# how does a new owner.......



## SawDog (Aug 18, 2013)

....know when he can leave his Viz alone (not in crate) in the house without returning home to a disaster?


----------



## MilesMom (Jun 21, 2012)

We started Miles at 7 months with short 15-20 min alone after heavy exercise. Progressed from crate to a hallway to the kitchen to the whole house. Depends on level of anxiety/ destructiveness/ exercise/ and maturity. Miles a medium energy V who gets lots of exercise and is not destructive, even as puppy. Just make sure area you start leaving pup in is safe. He's been out of crate since 8 months. Our puppy Chase in a crate still. He's high energy and needs the crate to rest.


----------



## einspänner (Sep 8, 2012)

Probably around Sawyer's age, but with him still being new to your house and rules, it's probably safer to keep him crated a bit longer. When you're home does he chew on inappropriate things? If he seems pretty good, you could start letting him out of the crate and just keeping him in one room of your house, gradually giving him more access as he proves he can handle it.


----------



## born36 (Jun 28, 2011)

15 min trial runs with the crate down left open then progress to longer and longer. You will find that most likely your pup will just go into their crate. Once you have this down you can remove the crate.


----------



## datacan (May 15, 2011)

It's no secret, I like good quality wire crates @ home. 

At 2.5 years old I still prefer to leave the boy in the crate. Not because I cannot trust him, he can relax more in the crate. 

Still, there are times when I'm too lazybones to go upstairs and leave him to his daybeds (every couch in the hose has a place Sam can call his own - he doesn't own these areas, sits there if he wants). 

Never trained him "for life out of crate because I think it's cruel". But I always keep him out of crate and constantly train a little when I'm home (I'm home a lot ) )


----------



## Rudy (Oct 12, 2012)

DataMan the one who can great example of a earned event and Leadership skills and hand and brain events 

and thank God not another Blog :

Next were flogging and blogging how to make a seabiscut ;D

less salt more raw beef 

like groupies lol


----------



## SawDog (Aug 18, 2013)

Thanks for the tips, I will start on his 2nd birthday, 9/25, ironically my grandparents anniversery.
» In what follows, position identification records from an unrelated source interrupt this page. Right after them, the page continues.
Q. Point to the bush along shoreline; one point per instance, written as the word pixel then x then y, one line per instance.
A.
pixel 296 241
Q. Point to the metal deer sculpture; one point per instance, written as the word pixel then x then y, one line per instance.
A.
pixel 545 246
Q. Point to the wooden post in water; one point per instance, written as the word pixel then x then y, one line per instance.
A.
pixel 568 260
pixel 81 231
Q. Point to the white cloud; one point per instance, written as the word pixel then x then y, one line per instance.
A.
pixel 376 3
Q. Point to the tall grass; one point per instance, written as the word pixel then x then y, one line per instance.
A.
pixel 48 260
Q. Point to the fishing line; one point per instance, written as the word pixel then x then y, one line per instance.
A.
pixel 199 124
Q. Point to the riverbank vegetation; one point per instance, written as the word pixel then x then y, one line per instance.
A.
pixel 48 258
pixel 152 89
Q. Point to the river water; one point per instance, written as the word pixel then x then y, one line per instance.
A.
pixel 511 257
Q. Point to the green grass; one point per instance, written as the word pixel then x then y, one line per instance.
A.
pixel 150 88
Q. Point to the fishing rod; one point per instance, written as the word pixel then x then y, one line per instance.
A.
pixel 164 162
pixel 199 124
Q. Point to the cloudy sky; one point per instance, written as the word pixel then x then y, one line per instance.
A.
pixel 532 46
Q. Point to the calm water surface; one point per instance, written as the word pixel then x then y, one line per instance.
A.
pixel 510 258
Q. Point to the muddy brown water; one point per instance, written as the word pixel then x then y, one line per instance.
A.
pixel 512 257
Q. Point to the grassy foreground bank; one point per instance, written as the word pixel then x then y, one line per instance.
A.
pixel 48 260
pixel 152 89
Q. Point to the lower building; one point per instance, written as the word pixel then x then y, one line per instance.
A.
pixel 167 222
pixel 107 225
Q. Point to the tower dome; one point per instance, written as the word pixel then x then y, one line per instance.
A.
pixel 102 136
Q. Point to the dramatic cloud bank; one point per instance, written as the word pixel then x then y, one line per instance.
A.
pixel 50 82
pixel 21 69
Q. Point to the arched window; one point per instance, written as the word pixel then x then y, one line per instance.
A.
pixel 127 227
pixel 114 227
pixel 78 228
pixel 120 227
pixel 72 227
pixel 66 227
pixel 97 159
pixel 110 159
I took that as a sign, lol.

When he can be left out of the crate full time I will put it away and replaace it with a big round dog bed. I read somewhere the bigger the better, and round is best because it replicates a den?


----------



## Nelly (Feb 7, 2013)

Hey Sawdog, you can make the crate replicate a den too. I put a big spare sheet over the top - when she was a pup I only partially covered the crate with the sheet and now she sleeps in it every night fully covered, it's definitely her calm place. 

Not sure about the round bed replicating a den but have you seen cozy caves? We can't really get them over here in the UK without extortionate shipping but I plan to make one for the girl, have a look


----------



## SawDog (Aug 18, 2013)

Thanks Nelly! I will try a blanket on the crate and look up the cozy cave. Ty to everyone, I'm so glad you're here to help.


----------



## Kafka (Jul 24, 2013)

I still crate her when I leave the house (same reason: I think she'll rest more). But I also have the cave bed and she loves it! She will crawl inside or just lay on top of it when it's warm.


----------



## kenny1991 (Dec 30, 2012)

I am also very curious about this question. We currently leave Astro in our fully fenced backyard, when we go out. But he still whines and cries a bit when we are gone. And it always seems that he is more comfortable in the house (especially in the bedroom). He is a very non-destructive boy because we give him lots of off-leash exercise, and he has never chewed/ripped anything open in the house (other than a few of his toys). He is currently 8.5 months old and I am wondering when it would be possible to leave him in the house? The only thing that worries me is he still gets very very very very very excited when we come home (he is a vizsla afterall) and he still does his excited wee. Because we greet him outside when we come home this is fine, because we can greet him on the lawn. But if he is inside, he would probably wee when we come home and probably it would be on the carpet in the bedroom, if that is where we left him. Other than these excited wee's he has only wee'd in the house once when he was a around 9 weeks old.


----------



## SawDog (Aug 18, 2013)

What size cozy cave does every one have? The few reviews I read on amazon, that are vizla parents mention xl, but the viz is in the weight class of a large.


----------



## Kafka (Jul 24, 2013)

I went for the L (see pics in my previous post). Kafka is 40lbs. The XL is a lot bigger, and didn't want that to take up so much space. If your Vizsla is bigger and you dont mind the space it takes up, I would go with the XL.


----------



## bjm442 (Feb 6, 2013)

Charlie is 10 month now and has some time out of the crate. I work days and the g/f works nights. From the time I go to bed to the time she comes home, he is out of the crate and everything is fine. I try to have him out of the crate in the morning from the time I leave to the time she gets up, but that is when he likes to get into everything.


----------